Dan semakin menarik sebab sudah 20 tahun lalu saya menjadi karyawan baru. Ditambah lagi suasana karyawanpun masih dalam kondisi probation, atau melalui masa percobaan. Jadi dalam masa tertentu misalnya 3 bulan atau 6 bulan, maka salah satu pihak diperkenankan memutuskan untuk meninggalkan hubungan kerja ini. Dan lucunya (sebab baru sekarang saya hadapi- lagi...) bahwa kita di sisi karyawan yang seolah-olah (juga kenyataannya) takut untuk diputuskan menjadi penganggur atau dikeluarkan dari pekerjaan. PHK.

PeHaKa? Pemutusan Hubungan Kerja, adalah kata yang sakral, sebab menjadi cap yang begitu ditakuti oleh calon karyawan ini. Dan semakin menarik sebab saya hadapi hal ini lagi, sekarang.

Setelah flashback dari saat tahun 1993, di awal kerja dulu. Maka indah rasanya saat ini bisa mengalami lagi.  Saat ini, hari ini, di sini di tempat kerja baru, gedung baru, suasana baru dengan rekan-rekan kerja yang lama dan sudah (pernah) bersahabat.  

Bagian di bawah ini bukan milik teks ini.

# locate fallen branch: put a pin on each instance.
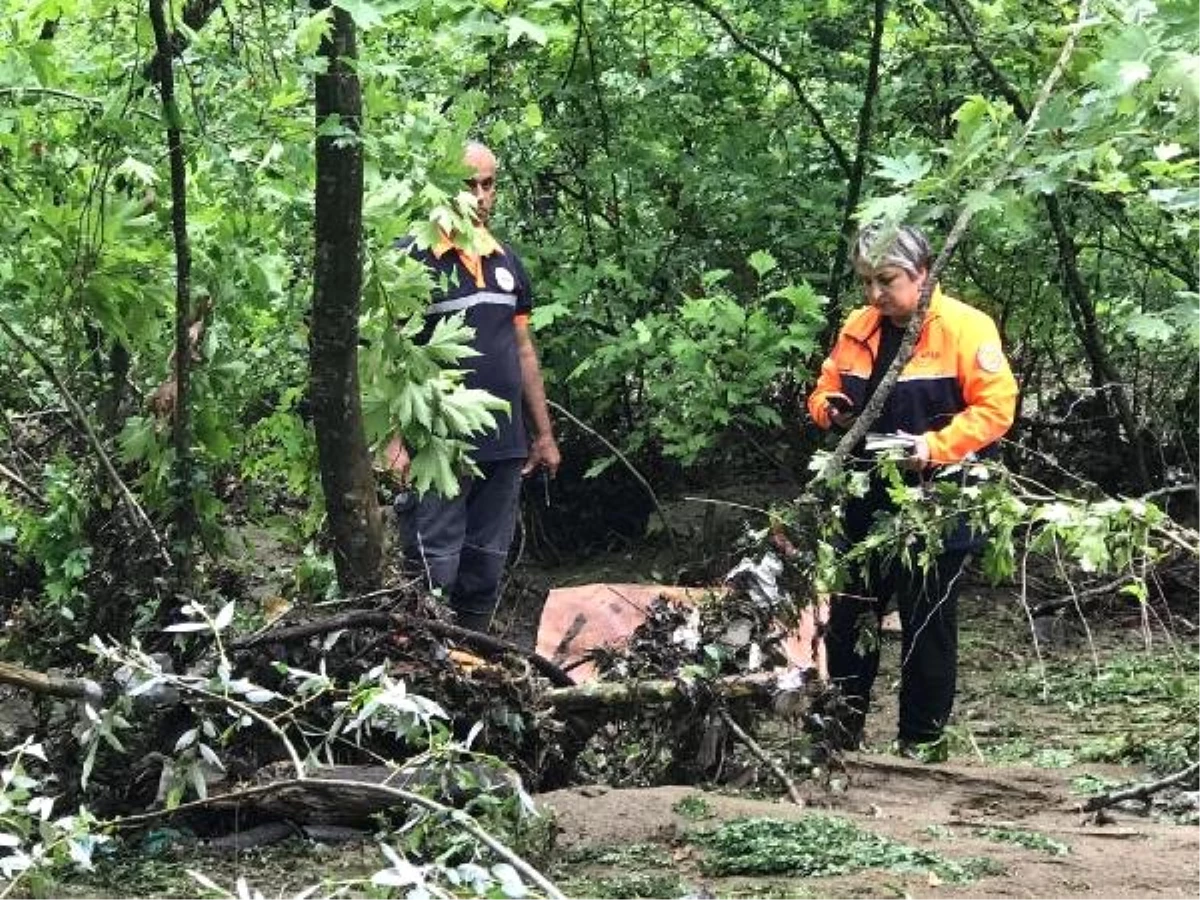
(49, 685)
(760, 688)
(754, 748)
(1140, 792)
(399, 622)
(334, 789)
(633, 469)
(13, 478)
(1085, 598)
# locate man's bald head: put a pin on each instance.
(483, 184)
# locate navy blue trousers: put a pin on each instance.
(929, 646)
(461, 544)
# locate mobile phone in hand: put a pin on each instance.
(843, 405)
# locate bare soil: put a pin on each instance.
(960, 809)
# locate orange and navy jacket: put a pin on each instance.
(957, 390)
(485, 281)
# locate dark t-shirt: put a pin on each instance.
(490, 311)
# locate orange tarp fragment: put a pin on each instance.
(579, 619)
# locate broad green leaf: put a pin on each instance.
(761, 262)
(521, 28)
(903, 171)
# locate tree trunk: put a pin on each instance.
(857, 175)
(342, 450)
(1079, 299)
(181, 429)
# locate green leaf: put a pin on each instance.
(1147, 328)
(762, 262)
(521, 28)
(364, 12)
(312, 30)
(903, 171)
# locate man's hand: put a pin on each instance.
(918, 459)
(840, 409)
(543, 454)
(396, 462)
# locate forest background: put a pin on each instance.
(190, 316)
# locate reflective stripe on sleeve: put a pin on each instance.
(479, 298)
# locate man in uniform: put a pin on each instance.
(461, 544)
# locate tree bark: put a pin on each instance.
(857, 175)
(1079, 299)
(181, 426)
(343, 456)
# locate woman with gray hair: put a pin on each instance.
(955, 399)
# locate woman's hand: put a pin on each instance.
(840, 409)
(918, 459)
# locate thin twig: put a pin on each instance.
(131, 503)
(756, 749)
(628, 465)
(10, 475)
(1140, 792)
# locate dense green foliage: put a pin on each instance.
(679, 178)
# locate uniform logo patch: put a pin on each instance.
(990, 358)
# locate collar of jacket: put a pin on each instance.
(862, 328)
(483, 245)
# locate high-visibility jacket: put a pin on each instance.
(957, 390)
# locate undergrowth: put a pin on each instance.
(1141, 707)
(821, 846)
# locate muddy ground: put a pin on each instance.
(1037, 730)
(1031, 739)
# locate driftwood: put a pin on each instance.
(49, 684)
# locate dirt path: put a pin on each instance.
(1023, 743)
(958, 811)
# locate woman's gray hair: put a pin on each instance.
(905, 246)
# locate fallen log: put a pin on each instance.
(49, 684)
(762, 688)
(337, 791)
(397, 622)
(1141, 792)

Teringat buku Susan Jeffers, Face the Fear, Do It Anyway, yang mengatakan bahwa rasa takut itu indah, sebab kita takut pada hal yang secara psikologis ndak kita ketahui, tapi kita sudah begitu takut menghadapinya. Mirip dengan tentara yang kalah perang sebelum pergi berperang. Ternyata makin menarik saat kita bongkar dan kaji ulang. Lho kok kita sudah takut pada bayangan? Lha wong bayangan saja adalah kita yang buat. Kok kita takut pada bayangan?
Apa ini yang dimaksudkan dengan kita ndak "rela" meninggalkan comfort zone atau zona nyaman. Padahal kata nyaman ini belum tentu berarti nyaman karena enak, seger, sedap atau bahagia. Kadang kata "nyaman" ini juga diartikan bahwa keadaan yang sudah kita kenal, sudah biasa kita hadapi, juga cara yang sudah hapal dan secara reflek kita lakukan untuk menjawabnya atau bertindaknya.  Sering terjadi bahwa kondisi yang membuat kita menderitapun dapat menjadi comfort zone kita, karena kita sudah tau bagaimana menghadapinya. Apa yang perlu di-adjust, kita sudah tau dan paham. Aneh ya, wong susah, sulit, bikin ati kebit-kebit kok malah nyaman. Ya...ternyata memang beginilah kenyataannya.  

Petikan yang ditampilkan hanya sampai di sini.